I am not saying that two topic maps based on XTM should use different
normalizations nor that such would make "integration" easier. That is
both unfair and inaccurate. The SAM, as I understand it, is supposed to
be "the" data mdel for all topic maps. Are you suggesting that it is
only the data model for XTM based topic maps?

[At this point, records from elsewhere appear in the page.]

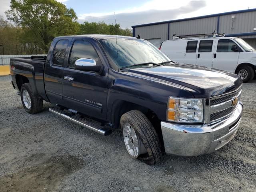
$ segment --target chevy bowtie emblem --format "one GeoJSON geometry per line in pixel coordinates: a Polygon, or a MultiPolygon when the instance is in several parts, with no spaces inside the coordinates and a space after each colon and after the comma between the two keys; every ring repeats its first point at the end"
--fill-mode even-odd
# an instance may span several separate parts
{"type": "Polygon", "coordinates": [[[231,104],[231,106],[232,107],[234,107],[236,106],[236,104],[237,104],[237,103],[238,102],[238,98],[236,97],[234,99],[234,100],[232,102],[232,104],[231,104]]]}

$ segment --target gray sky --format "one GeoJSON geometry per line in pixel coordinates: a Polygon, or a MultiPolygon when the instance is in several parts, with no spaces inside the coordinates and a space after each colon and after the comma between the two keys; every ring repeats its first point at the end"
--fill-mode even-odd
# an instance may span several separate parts
{"type": "MultiPolygon", "coordinates": [[[[116,23],[122,28],[243,9],[256,8],[256,0],[58,0],[73,8],[83,22],[116,23]]],[[[10,0],[0,0],[0,14],[9,8],[10,0]]]]}

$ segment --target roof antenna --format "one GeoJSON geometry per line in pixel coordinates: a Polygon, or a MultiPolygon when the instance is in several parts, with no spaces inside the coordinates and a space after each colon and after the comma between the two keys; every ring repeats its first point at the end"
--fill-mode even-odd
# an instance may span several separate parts
{"type": "Polygon", "coordinates": [[[116,32],[116,60],[117,60],[117,67],[118,68],[118,72],[119,72],[119,64],[118,64],[118,52],[117,49],[117,37],[116,35],[116,12],[114,12],[115,14],[115,30],[116,32]]]}

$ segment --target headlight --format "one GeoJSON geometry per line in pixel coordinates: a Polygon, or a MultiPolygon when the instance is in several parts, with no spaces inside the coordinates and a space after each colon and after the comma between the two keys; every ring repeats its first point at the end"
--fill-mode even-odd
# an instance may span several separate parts
{"type": "Polygon", "coordinates": [[[187,122],[203,122],[202,99],[182,99],[169,97],[167,105],[167,120],[187,122]]]}

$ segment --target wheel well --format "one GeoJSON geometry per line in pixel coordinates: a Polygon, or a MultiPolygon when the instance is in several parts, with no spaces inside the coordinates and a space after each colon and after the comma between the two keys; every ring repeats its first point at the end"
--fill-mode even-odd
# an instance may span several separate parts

>Having said that, I do believe that this statement should not be part of the
>SAM model, but should be part of the XTM serialization of the model. As HyTM
>is based on SGML rather than XML we can expect user-defined character sets
>to be defined as part of HyTM. We can, of course, agree to differ as to
>whether or not topic maps based on different character sets need to be
>normalized to conform to Form C before being interchanged/merged. This
>subject should be added to one of the discussion lists for London, but I'd
>hate to suggest which one.
>
All jousting aside, I think this comes close to my original point.
Patrick
--
Patrick Durusau
Director of Research and Development
Society of Biblical Literature
pdurusau@emory.edu
Co-Editor, ISO Reference Model for Topic Maps